Recent studies in the field of brain physiology have shown that the brain system sensitive to norepinephrine has a pronounced effect on the system that is sensitive to serotonin. It turned out that nerve cells sensitive to norepinephrine control the rate of serotonin release by influencing the end of neurons located on the bodies of serotonergic neurons. The increase in the excitability of serotonergic neurons, in turn, enhances the release of serotonin in the nerve endings (De Boer T. et al., 1994).
Dopamine
The pathogenesis of depression can also be based on the lack of another biological substance, to some extent a precursor of norepinephrine – dopamine. It is assumed that he takes part in the regulation of the function of the motor sphere, has a psychostimulating effect and is responsible for the formation of a certain behavior. The proof of this hypothesis is the ability of the drug L-DOPA, which is a precursor of dopamine and noradrenaline, to promote the transition of depression into a state of increased activity (Bunney W. et al., 1970; Van Praag H., 1977). When using L DOPA in patients suffering from depression, quite often there was a positive effect in the form of changes in activity. So, in particular, R.Ya. Bovin, I.O. Aksyonova (1982), when using L-DOPA in therapeutically resistant depressive patients, noted a positive effect in the form of an increase in psychomotor activity in 25% of cases.

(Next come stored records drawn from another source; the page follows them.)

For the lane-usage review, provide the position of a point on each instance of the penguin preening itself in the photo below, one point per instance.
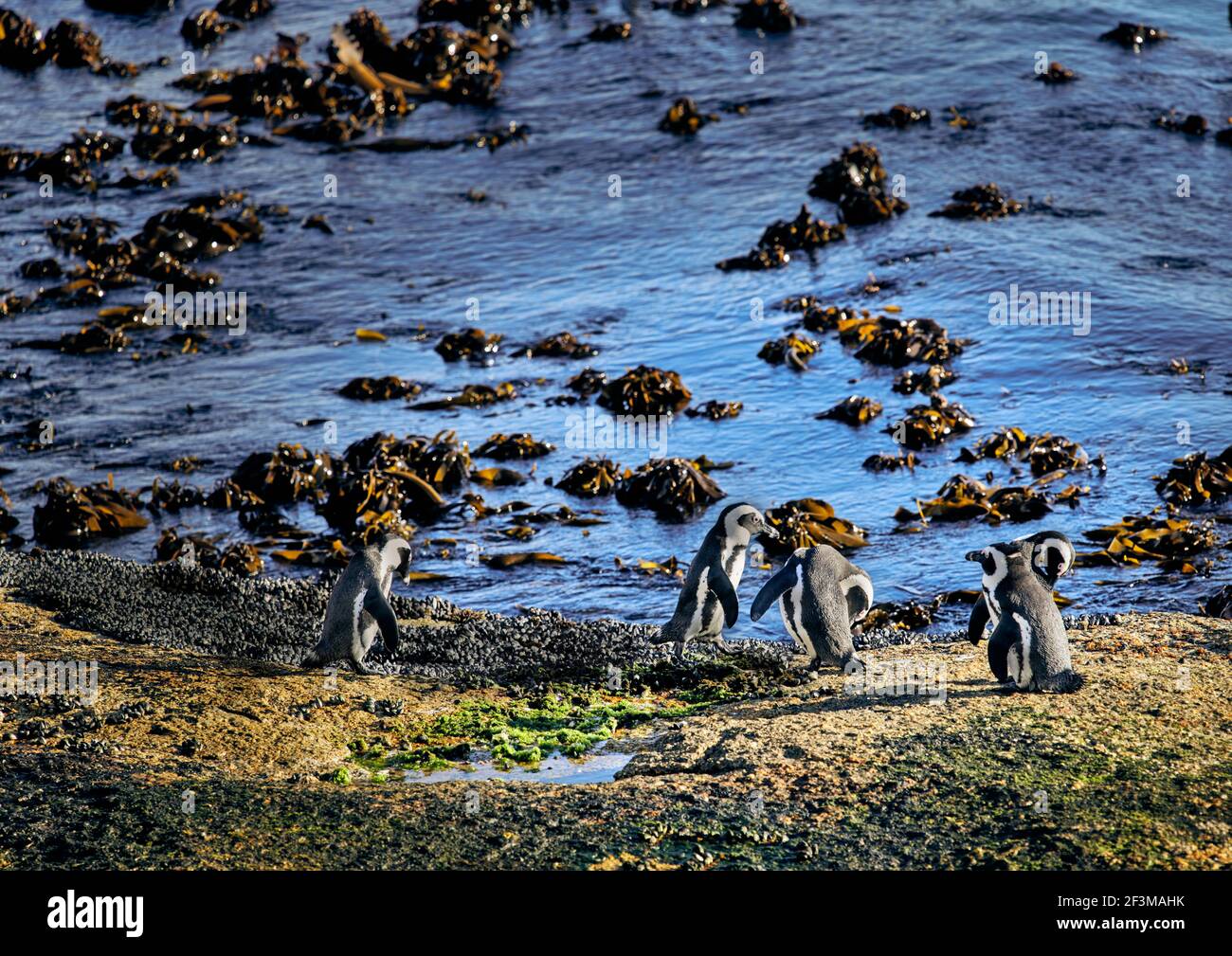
(358, 605)
(707, 603)
(1029, 645)
(1052, 557)
(821, 595)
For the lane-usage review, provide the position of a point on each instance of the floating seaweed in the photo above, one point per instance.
(72, 515)
(1174, 544)
(769, 16)
(854, 410)
(928, 382)
(898, 116)
(1133, 36)
(1196, 479)
(980, 202)
(684, 117)
(380, 389)
(472, 344)
(508, 447)
(590, 478)
(854, 183)
(808, 521)
(473, 396)
(929, 425)
(288, 473)
(792, 350)
(716, 410)
(673, 488)
(645, 390)
(883, 462)
(1056, 74)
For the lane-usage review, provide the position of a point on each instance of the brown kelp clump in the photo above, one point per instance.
(1193, 124)
(854, 181)
(1056, 74)
(716, 410)
(1198, 479)
(473, 344)
(898, 116)
(590, 478)
(897, 343)
(985, 201)
(966, 499)
(808, 521)
(1046, 452)
(509, 447)
(283, 476)
(854, 410)
(784, 237)
(72, 515)
(684, 117)
(562, 345)
(645, 390)
(769, 16)
(191, 549)
(673, 488)
(928, 425)
(1174, 544)
(1133, 36)
(792, 350)
(380, 389)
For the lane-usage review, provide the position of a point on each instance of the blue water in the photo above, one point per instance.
(551, 250)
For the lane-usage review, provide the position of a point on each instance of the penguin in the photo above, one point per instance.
(1052, 557)
(1029, 648)
(707, 603)
(821, 596)
(358, 605)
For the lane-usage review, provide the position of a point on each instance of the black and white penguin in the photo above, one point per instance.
(821, 595)
(358, 605)
(707, 603)
(1029, 647)
(1052, 557)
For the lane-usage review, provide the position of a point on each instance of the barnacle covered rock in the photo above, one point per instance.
(673, 488)
(808, 521)
(645, 390)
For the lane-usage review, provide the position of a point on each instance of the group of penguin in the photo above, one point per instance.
(821, 595)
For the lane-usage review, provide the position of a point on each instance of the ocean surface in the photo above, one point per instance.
(551, 250)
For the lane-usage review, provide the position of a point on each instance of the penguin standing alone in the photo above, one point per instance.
(821, 595)
(707, 603)
(358, 606)
(1029, 647)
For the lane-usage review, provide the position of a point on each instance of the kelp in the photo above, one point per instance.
(853, 409)
(793, 350)
(506, 447)
(645, 390)
(808, 521)
(70, 515)
(673, 488)
(1196, 479)
(984, 201)
(590, 478)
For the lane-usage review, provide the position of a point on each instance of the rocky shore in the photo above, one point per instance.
(208, 747)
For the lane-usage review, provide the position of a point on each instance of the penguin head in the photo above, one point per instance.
(395, 553)
(746, 520)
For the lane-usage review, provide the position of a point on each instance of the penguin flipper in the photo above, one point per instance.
(376, 605)
(772, 589)
(1002, 640)
(722, 587)
(978, 620)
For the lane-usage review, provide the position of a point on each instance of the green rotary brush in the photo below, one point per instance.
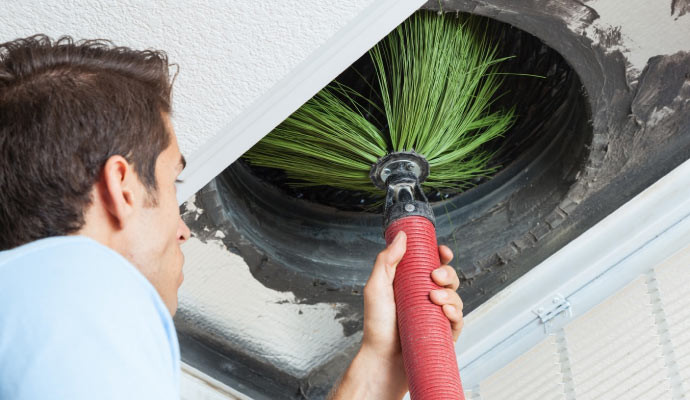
(425, 130)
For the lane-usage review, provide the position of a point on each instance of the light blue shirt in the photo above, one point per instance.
(78, 321)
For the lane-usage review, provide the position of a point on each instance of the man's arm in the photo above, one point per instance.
(377, 370)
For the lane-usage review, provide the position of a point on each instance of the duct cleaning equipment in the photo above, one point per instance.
(426, 129)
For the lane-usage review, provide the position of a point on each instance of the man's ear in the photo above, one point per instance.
(119, 189)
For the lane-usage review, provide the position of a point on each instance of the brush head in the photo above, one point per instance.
(434, 86)
(399, 166)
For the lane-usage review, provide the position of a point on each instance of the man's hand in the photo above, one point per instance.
(377, 371)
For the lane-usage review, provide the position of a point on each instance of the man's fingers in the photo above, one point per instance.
(456, 320)
(445, 253)
(388, 259)
(452, 305)
(446, 276)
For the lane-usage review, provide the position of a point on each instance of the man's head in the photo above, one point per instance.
(86, 147)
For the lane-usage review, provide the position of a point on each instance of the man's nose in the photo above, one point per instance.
(183, 232)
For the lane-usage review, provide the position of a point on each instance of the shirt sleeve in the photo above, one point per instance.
(84, 331)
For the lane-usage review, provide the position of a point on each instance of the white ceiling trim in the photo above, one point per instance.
(629, 242)
(319, 69)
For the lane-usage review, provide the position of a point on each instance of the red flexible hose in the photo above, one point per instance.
(425, 334)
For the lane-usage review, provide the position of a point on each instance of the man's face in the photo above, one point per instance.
(159, 230)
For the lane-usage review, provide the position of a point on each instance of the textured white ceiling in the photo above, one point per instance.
(229, 53)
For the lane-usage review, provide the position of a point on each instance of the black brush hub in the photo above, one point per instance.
(401, 174)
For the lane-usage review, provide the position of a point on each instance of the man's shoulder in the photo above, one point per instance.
(63, 264)
(56, 277)
(75, 303)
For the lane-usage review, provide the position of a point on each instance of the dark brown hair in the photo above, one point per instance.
(65, 108)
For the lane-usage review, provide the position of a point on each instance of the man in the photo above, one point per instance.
(91, 233)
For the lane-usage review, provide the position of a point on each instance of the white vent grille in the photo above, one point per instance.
(614, 349)
(534, 375)
(633, 345)
(673, 280)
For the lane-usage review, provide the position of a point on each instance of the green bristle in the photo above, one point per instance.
(437, 80)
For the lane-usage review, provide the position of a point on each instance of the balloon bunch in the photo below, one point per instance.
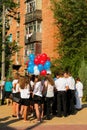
(39, 65)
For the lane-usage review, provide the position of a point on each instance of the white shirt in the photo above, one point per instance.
(61, 84)
(79, 89)
(38, 88)
(15, 81)
(32, 84)
(50, 91)
(25, 93)
(71, 83)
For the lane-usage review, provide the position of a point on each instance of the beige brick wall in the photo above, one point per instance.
(48, 30)
(38, 4)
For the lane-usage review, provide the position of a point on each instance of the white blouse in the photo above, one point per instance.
(25, 93)
(79, 89)
(38, 88)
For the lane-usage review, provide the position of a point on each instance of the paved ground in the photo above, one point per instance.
(73, 122)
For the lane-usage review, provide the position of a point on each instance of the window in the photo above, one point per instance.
(29, 49)
(18, 2)
(10, 38)
(18, 37)
(31, 6)
(38, 26)
(18, 18)
(33, 27)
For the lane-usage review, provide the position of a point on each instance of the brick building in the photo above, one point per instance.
(35, 32)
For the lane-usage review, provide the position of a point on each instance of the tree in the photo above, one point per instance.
(10, 47)
(71, 20)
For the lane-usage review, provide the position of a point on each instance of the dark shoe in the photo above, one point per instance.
(14, 116)
(48, 118)
(59, 115)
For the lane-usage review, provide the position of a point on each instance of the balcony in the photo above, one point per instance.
(36, 15)
(35, 37)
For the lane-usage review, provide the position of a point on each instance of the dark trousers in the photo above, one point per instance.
(70, 101)
(61, 103)
(54, 108)
(3, 97)
(49, 104)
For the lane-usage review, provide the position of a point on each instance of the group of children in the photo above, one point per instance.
(44, 96)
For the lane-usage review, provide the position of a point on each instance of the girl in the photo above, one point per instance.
(37, 97)
(49, 96)
(25, 95)
(79, 94)
(16, 94)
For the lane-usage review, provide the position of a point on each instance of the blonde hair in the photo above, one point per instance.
(50, 79)
(23, 81)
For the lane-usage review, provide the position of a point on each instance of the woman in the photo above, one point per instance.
(38, 99)
(25, 95)
(16, 94)
(8, 90)
(49, 96)
(79, 94)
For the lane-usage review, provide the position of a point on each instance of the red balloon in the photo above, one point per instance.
(48, 58)
(42, 62)
(27, 62)
(39, 58)
(43, 72)
(36, 61)
(44, 57)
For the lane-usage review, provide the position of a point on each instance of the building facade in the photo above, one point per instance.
(34, 32)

In addition, depression can be caused by taking medications that lower the dopamine content, for example, rauwolfia preparations. A decrease in dopamine is observed in a number of neurological and somatic diseases, which are also accompanied by depression, for example, in Parkinson’s disease.
Endorphins and other iromediators
In addition to mediators, with depression there may be changes in the endorphin-neuropeptides – biologically active substances that have the properties of a hormone and a mediator at the same time. Endorphins are responsible for the susceptibility of a person to pain. Low levels of endorphins in dysthymia explain poor tolerance to pain in people suffering from depression.
In disorders of the depressive spectrum, synaptic transmission disorders are detected, mainly related to the inhibitory GABA of the brain’s ergistic systems (a decrease in gamma-aminobutyric acid during depression). Standing out in the blood, gamma-aminobutyric acid lowers the level of anxiety. It also participates in the regulation of nerve impulse flow, blocking the release of other mediators, for example, dopamine and norepinephrine. As a result, there is a disorganization of the interaction of nerve cells that process sensory (extra-and interoceptive) information and the integration of motor and regulatory activity. At the same time, there are various disorders of mental activity with the corresponding neurological and vegetative manifestations (Eccles J., 1971; Guselnikov VI, Iznak AF, 1983; Glezer V.D., 1985).
In depression, there is a change in the concentration of biologically active substances not only between nerve cells, but also inside neurons. These substances in the wall of the nerve cell are split into smaller components, which increase the activity of neurons by changing the direction of movement of the mediators towards the center of the neuron, to its nucleus.